Under current rules, little oversight is kept of the use of antibiotics on individual farms. The UK's Department of Environment, Food and Rural Affairs keeps track of the volume of such drugs used overall in farming each year, but without keeping records of individual use and the reasons for it, leaving this to vets.

Vets can find themselves under pressure, from farmers anxious to ensure they can continue to sell their livestock, and because they make money from prescriptions as well as advice.

Even the current regulations - regarded as too weak by campaigners - are now under threat, as the government prepares for the "bonfire of red tape" on farming, that was called for by Brexiteers.

Antibiotics have been at the forefront of the war against disease since the middle of the last century, but scientific developments have failed to keep up with the progress of the bugs. When antibiotics are used, most of the germs they target are killed, but a few can remain that evolve to develop and propagate resistance.

When antibiotic medicines are over-used, for instance in healthy people or farmyard animals not at risk of disease, a higher proportion of the bugs develop this resistance, leading to larger populations of lethal superbugs.

The discovery of germs resistant to E coli in many supermarket foods follows on revelations by the Guardian that MRSA-resistant bacteria was present in about a tenth of UK supermarket pork products. MRSA is another antibiotic-resistant "superbug" that can be fatal to vulnerable people, such as the very old and young, and can cause severe illness even in healthy people.

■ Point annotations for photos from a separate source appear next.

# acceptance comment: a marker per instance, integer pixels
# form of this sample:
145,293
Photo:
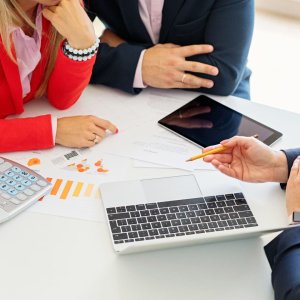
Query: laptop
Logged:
205,207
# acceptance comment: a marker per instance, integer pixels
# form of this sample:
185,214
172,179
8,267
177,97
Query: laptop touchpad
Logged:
171,188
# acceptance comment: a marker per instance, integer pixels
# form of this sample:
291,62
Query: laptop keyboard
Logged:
137,223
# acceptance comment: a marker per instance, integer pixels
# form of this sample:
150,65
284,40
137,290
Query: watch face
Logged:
297,216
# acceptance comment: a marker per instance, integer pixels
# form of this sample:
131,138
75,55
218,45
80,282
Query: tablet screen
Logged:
207,122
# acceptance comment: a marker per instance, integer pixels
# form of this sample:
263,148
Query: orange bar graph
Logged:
66,190
49,179
98,194
78,189
56,187
89,190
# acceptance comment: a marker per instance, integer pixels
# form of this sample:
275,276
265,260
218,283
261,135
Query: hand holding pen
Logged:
248,159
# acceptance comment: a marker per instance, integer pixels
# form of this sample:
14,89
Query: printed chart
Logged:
77,194
72,196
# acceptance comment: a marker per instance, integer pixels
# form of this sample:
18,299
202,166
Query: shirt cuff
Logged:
138,79
54,127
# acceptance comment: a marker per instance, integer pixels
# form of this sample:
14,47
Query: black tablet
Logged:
207,122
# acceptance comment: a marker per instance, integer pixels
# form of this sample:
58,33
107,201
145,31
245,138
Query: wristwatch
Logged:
294,218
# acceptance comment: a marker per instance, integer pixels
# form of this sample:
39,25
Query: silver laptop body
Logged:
205,207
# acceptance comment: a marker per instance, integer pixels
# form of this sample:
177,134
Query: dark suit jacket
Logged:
284,255
225,24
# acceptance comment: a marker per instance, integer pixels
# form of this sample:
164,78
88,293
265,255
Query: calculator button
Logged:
21,197
4,187
17,178
3,178
11,182
16,169
5,166
19,187
28,192
33,178
35,187
24,174
12,192
26,182
42,183
5,196
15,201
9,173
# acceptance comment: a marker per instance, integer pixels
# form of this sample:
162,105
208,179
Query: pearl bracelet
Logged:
80,55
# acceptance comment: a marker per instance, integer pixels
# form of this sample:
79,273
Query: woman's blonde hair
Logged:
11,14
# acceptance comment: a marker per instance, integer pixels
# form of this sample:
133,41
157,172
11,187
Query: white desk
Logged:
51,258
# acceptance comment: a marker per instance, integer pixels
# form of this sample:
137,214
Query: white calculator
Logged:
20,187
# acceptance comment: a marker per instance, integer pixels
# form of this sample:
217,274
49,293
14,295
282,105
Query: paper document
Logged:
154,144
136,118
76,195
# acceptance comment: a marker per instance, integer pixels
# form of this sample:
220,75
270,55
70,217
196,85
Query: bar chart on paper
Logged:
71,196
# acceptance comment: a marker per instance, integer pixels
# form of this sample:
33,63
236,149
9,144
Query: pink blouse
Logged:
151,15
28,52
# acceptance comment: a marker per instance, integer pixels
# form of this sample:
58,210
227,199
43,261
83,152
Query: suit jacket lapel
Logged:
170,11
133,21
12,75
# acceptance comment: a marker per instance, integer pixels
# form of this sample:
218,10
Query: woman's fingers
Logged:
295,169
105,125
100,132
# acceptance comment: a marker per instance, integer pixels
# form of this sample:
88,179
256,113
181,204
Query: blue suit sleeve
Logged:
283,254
116,66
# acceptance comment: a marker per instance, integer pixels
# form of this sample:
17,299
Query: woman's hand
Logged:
250,160
81,131
293,189
111,38
71,21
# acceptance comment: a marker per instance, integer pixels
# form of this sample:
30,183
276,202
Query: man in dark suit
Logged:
166,44
250,160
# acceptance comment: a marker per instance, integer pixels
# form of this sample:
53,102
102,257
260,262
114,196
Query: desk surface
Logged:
45,257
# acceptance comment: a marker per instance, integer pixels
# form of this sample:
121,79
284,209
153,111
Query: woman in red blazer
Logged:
56,73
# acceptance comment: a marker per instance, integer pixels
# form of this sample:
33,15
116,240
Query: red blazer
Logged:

The government could help to reward farmers with high animal welfare standards by blocking cheap foreign imports from countries with lower standards under future post-Brexit trade deals, added Tracy Worcester, director of Farms Not Factories, a pressure group.

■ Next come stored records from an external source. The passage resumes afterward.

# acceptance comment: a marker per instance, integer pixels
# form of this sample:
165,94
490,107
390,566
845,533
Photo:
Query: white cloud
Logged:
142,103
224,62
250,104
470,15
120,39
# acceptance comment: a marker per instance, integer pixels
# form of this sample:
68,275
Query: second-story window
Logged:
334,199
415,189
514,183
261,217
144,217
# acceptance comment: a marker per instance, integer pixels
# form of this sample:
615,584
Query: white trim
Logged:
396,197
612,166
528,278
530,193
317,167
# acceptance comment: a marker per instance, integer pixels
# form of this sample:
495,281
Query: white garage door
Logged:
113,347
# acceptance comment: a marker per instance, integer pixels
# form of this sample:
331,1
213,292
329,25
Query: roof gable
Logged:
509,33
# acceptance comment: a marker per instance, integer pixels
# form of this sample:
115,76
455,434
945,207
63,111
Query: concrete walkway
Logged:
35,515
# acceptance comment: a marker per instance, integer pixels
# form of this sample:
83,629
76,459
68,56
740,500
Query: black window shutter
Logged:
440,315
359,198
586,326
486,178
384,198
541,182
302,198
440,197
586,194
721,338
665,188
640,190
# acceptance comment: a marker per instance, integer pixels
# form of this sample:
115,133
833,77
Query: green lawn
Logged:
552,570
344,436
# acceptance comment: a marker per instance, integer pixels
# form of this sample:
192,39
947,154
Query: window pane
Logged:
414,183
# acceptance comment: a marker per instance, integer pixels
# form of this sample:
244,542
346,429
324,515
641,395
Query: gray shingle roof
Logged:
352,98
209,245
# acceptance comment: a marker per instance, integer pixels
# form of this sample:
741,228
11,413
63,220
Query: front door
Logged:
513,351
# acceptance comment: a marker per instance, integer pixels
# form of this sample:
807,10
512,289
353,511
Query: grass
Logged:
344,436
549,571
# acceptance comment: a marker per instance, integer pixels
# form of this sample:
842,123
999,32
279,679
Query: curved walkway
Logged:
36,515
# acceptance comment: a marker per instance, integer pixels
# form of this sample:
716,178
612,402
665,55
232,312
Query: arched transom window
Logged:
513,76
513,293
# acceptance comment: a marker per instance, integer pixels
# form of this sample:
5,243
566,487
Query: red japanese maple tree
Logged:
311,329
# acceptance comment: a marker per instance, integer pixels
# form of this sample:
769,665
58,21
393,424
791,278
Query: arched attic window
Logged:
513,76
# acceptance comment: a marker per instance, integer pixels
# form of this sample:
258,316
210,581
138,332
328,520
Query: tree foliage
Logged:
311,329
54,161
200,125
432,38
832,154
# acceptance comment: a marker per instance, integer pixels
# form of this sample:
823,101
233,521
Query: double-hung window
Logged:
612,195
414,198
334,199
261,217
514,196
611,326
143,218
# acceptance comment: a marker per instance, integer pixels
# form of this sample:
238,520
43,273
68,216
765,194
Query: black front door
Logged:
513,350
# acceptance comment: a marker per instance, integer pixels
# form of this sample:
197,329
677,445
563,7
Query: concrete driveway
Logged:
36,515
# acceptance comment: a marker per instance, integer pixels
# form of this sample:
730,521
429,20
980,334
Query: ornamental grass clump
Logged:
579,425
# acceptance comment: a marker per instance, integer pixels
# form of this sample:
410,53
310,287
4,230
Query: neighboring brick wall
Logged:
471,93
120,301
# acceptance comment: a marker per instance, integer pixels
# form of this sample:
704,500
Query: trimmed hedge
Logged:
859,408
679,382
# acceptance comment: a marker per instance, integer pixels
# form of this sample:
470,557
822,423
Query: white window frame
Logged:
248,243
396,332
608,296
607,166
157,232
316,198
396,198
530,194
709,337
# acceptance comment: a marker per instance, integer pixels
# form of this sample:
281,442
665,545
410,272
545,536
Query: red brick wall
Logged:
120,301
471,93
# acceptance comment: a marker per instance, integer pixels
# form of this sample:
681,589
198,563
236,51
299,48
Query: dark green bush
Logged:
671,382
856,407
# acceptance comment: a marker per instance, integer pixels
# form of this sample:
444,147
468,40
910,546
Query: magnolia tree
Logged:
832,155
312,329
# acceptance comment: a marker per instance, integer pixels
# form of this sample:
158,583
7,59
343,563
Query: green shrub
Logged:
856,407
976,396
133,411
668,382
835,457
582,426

She said: "Livestock from high animal welfare farms very rarely need to be given antibiotics. Farmers and the government could agree the farm gate price that reflects production costs. Cheap foreign imports could be blocked and all public services could procure meat produced with high animal welfare labels."

She called on people to write to supermarkets to urge them to crack down on antibiotic use among their suppliers, and to take to social media on the issue.

Molly Scott Cato, an MEP for the Green arty, said the party was strongly in favour of curbing routine antibiotic use in farming and monitoring the use of powerful drugs as a last resort. She said: "We need to ensure that human and animal health is put before the interests and profits of industrial-scale farming. The emerging EU legislation on the use of antibiotics in farming is setting a global standard for the sensible use of these drugs that are so essential for human health. It is vital that the UK adopt the highest standards that emerge from this legislative process."

She added that farming subsidies to be paid for by UK taxpayers, after Brexit, must also only be handed out on the basis of strong health and environmental standards. "We need to ensure any new subsidies for agriculture should prioritise a transition away from intensive farming and towards an environmentally and ecologically sustainable agricultural industry," she said.